La «buona morte» diventa un business
Come comportarsi coi malati terminali? Lasciare solo al medico la responsabilità di decidere qual è il confine tra un livello ragionevole di cure mediche e l’accanimento terapeutico? Quanto e come coinvolgere il paziente e la sua famiglia in un difficile processo decisionale nel quale confluiscono, in modo spesso tumultuoso, nozioni scientifiche, convincimenti etici e istinti di compassione?
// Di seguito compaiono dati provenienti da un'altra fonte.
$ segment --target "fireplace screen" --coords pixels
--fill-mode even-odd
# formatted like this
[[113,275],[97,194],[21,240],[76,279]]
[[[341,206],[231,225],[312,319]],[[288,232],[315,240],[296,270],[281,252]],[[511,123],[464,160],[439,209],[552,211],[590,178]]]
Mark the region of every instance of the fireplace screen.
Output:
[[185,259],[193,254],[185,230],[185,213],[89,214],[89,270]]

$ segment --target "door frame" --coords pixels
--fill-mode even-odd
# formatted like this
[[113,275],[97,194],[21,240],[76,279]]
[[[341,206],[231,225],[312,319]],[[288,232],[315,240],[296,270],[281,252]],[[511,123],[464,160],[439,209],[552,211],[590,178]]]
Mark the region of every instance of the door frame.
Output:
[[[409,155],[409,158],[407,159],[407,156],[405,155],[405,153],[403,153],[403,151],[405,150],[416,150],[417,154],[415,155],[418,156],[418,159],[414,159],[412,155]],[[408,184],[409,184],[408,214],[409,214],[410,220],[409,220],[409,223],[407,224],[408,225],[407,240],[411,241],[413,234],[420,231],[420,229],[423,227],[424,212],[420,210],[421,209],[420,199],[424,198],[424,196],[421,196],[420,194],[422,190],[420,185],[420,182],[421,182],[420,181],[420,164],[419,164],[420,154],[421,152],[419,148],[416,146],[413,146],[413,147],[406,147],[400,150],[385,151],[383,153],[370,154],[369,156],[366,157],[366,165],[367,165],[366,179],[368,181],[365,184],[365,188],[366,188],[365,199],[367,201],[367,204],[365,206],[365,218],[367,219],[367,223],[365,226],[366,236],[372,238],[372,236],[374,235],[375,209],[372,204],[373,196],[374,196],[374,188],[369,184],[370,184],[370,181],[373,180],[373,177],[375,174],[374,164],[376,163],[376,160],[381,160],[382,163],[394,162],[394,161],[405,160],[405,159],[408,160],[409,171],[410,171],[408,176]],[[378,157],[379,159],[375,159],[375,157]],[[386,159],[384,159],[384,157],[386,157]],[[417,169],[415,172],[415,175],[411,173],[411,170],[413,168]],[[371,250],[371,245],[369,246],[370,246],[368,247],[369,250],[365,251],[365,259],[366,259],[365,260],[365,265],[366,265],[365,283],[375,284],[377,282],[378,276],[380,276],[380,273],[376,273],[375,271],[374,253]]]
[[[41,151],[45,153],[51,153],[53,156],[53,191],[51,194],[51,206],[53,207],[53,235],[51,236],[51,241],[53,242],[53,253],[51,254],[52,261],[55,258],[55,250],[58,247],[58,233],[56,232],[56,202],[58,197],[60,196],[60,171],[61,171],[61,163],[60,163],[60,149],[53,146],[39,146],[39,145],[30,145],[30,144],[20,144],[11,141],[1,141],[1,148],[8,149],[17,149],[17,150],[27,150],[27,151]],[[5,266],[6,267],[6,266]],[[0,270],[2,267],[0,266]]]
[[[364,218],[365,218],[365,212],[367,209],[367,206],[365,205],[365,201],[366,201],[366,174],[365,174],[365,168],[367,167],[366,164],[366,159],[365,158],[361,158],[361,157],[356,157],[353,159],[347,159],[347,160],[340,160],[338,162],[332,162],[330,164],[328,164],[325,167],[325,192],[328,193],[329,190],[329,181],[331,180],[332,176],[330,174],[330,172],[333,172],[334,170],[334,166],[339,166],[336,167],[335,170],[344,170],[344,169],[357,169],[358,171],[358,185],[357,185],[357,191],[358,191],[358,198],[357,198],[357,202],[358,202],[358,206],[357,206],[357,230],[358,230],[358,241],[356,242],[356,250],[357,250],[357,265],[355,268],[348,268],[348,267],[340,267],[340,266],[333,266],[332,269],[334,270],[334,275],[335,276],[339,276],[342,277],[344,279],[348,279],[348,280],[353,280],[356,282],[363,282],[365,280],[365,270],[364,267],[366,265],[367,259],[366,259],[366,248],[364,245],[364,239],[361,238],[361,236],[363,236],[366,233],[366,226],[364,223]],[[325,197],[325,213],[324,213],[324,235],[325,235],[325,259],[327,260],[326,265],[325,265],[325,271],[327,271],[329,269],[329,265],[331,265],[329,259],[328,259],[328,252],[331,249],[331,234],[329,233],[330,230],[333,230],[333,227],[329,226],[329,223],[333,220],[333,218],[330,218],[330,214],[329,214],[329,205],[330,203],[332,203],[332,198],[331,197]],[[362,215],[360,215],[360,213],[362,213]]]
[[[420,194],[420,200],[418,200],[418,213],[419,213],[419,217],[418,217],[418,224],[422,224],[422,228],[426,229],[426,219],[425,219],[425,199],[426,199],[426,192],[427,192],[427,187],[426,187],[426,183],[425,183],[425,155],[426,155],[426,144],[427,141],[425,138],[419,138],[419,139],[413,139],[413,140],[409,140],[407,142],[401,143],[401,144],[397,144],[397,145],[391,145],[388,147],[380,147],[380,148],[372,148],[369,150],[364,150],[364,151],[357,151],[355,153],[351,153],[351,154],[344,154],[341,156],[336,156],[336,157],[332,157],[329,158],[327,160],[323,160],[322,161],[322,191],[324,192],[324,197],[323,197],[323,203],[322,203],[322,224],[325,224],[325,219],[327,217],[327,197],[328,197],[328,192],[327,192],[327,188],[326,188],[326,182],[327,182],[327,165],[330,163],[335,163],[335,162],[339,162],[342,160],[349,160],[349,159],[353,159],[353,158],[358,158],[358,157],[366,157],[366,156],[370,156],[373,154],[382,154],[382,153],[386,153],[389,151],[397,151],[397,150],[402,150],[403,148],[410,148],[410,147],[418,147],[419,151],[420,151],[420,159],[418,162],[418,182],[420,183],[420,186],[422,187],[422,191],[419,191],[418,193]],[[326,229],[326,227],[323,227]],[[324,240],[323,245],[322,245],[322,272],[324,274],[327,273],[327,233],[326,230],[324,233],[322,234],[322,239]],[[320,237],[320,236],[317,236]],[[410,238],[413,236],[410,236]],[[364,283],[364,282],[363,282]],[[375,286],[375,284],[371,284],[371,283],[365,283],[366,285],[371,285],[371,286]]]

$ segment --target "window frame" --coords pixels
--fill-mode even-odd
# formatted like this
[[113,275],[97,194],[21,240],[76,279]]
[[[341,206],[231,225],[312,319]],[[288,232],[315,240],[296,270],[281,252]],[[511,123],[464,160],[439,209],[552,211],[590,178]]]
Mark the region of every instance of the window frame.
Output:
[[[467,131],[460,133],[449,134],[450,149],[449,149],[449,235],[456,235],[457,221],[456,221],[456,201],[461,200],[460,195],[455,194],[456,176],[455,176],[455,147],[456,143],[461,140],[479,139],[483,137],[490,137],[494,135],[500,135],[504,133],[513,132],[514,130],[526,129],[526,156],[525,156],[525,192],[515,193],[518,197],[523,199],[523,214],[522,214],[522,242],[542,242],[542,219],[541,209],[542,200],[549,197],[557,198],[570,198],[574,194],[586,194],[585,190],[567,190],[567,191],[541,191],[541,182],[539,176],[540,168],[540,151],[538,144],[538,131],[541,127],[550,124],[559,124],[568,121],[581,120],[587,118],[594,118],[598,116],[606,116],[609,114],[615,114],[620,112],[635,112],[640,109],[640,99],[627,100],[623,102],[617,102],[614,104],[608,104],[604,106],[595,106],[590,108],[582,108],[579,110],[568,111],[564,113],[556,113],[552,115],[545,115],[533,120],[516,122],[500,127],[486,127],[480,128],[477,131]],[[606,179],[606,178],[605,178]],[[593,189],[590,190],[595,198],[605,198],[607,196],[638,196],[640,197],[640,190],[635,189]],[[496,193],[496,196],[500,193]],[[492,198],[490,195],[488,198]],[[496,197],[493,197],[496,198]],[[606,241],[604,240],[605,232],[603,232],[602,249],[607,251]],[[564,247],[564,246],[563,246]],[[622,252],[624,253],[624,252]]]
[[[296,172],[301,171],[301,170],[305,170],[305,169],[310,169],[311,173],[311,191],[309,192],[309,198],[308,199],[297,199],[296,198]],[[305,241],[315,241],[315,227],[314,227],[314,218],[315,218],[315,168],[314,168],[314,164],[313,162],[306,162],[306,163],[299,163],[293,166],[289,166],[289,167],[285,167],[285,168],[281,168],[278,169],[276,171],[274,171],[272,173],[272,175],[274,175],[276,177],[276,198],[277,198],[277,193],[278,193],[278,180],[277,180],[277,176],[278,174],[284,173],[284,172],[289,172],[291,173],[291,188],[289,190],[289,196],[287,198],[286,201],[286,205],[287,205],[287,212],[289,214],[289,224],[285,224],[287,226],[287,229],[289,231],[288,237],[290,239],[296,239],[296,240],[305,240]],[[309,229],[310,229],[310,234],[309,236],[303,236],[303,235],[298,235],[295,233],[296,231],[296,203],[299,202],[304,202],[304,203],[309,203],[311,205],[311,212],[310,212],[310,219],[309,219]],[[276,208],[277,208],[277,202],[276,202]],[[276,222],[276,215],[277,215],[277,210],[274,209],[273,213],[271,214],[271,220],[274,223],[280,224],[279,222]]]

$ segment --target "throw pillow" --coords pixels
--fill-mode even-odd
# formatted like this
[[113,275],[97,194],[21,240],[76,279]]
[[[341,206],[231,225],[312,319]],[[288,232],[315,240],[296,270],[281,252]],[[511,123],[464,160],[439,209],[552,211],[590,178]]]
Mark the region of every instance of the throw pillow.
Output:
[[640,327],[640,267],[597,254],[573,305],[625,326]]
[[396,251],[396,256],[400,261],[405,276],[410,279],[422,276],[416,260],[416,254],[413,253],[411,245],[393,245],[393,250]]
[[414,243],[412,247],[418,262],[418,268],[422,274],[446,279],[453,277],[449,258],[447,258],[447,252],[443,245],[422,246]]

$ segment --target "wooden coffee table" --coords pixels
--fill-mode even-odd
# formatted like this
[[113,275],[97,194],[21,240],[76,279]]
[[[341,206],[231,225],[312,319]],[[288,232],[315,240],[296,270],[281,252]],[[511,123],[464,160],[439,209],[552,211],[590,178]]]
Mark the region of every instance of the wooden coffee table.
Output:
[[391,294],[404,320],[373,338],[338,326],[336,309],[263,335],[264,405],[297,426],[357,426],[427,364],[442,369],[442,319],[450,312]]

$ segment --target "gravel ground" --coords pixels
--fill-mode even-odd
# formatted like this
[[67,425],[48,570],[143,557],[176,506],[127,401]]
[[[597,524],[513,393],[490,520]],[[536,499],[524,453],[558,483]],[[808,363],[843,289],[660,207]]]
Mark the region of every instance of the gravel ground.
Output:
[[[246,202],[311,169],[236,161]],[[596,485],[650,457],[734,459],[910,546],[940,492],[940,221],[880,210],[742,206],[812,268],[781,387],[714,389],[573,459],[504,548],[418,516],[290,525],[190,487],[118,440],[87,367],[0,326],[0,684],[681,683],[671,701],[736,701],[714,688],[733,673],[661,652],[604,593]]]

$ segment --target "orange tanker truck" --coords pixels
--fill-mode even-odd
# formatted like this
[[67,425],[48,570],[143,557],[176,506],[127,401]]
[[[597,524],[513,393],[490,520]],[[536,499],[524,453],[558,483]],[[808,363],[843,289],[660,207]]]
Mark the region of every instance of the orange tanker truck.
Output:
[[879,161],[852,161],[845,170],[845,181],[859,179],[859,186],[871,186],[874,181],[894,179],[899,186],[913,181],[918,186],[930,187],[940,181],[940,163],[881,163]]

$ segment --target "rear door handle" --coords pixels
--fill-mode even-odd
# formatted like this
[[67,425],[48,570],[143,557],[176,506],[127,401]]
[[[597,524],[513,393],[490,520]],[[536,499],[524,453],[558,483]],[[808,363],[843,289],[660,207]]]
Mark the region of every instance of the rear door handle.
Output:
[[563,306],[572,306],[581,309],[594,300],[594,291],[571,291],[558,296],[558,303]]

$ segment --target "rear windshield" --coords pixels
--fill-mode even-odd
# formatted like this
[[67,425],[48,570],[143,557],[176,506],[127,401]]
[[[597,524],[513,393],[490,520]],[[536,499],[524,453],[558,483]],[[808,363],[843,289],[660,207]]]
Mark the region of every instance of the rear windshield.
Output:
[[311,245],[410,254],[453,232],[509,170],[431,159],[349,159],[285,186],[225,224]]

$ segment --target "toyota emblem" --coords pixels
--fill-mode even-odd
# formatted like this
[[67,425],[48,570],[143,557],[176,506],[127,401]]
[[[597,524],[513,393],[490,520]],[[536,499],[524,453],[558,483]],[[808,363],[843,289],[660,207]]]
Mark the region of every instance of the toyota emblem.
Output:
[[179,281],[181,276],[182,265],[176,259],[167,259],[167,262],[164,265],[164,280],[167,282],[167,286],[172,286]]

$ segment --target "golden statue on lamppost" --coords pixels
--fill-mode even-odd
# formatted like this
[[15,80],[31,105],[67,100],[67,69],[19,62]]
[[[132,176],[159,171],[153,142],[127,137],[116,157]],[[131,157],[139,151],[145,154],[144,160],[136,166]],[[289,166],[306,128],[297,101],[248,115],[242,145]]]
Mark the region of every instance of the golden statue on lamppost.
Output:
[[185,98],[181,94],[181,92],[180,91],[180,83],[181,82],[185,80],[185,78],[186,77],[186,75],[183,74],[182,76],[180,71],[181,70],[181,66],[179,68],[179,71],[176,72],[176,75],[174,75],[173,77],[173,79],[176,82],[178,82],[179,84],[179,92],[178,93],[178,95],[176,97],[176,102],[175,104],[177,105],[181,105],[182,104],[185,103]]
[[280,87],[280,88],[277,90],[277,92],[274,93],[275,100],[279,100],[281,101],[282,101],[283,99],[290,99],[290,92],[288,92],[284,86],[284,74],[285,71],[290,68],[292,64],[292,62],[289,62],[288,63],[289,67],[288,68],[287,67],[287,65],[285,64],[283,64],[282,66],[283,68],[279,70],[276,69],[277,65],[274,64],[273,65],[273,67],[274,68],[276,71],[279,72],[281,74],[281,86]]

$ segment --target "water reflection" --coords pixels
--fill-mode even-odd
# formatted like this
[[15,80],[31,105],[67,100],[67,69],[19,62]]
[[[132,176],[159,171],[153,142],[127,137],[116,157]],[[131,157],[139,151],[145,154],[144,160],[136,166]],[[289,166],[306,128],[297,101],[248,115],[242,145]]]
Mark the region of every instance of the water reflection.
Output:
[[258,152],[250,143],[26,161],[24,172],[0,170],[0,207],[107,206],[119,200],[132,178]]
Fino a che punto la sofferenza fisica del malato o gli enormi costi delle terapie sperimentali giustificano la rinuncia a tentare cure con poche speranze di riuscita o che possono allungare solo di poco la vita del paziente?
Domande angosciose, argomenti difficili da trattare e non solo per gli steccati che si alzano ogni volta che, a ragione o a torto, si finisce per sfiorare il tema dell’eutanasia. In Italia l’iter della legge sul testamento biologico è in stallo, ma anche laddove non ci sono grossi conflitti a sfondo etico-religioso, discutere di temi come la sospensione dell’alimentazione forzata è difficile: provi un disagio che sicuramente trasmetti anche al lettore. Eppure con l’invecchiamento della popolazione, con la capacità della medicina di cronicizzare malattie un tempo implacabili e con lo sviluppo di tecnologie che consentono di tenere in vita anche pazienti che versano in condizioni gravissime, questi problemi sono destinati a pesare sempre di più nelle nostre vite. Gli americani, per loro natura pragmatici, si chiedono da tempo se lasciare la questione ai medici, alle scelte del singolo paziente, o se introdurre criteri-guida e percorsi informativi che il personale sanitario può condividere col malato. Quando, però, cinque anni fa, il governo Usa provò a definire qualche criterio nell’ambito della riforma sanitaria di Obama, la dura reazione di Sarah Palin, che accusò il presidente di voler creare dei death panel, comitati di burocrati che decidono quali malati possono essere salvati e quali no, bloccò tutto. Era una forzatura quella della repubblicana radicale, ma fece breccia nell’innata diffidenza degli americani per le interferenze dello Stato nelle loro vite: da allora i politici, di destra come di sinistra, si sono tenuti alla larga da questo problema. Che, però, esiste ed è sempre più pressante.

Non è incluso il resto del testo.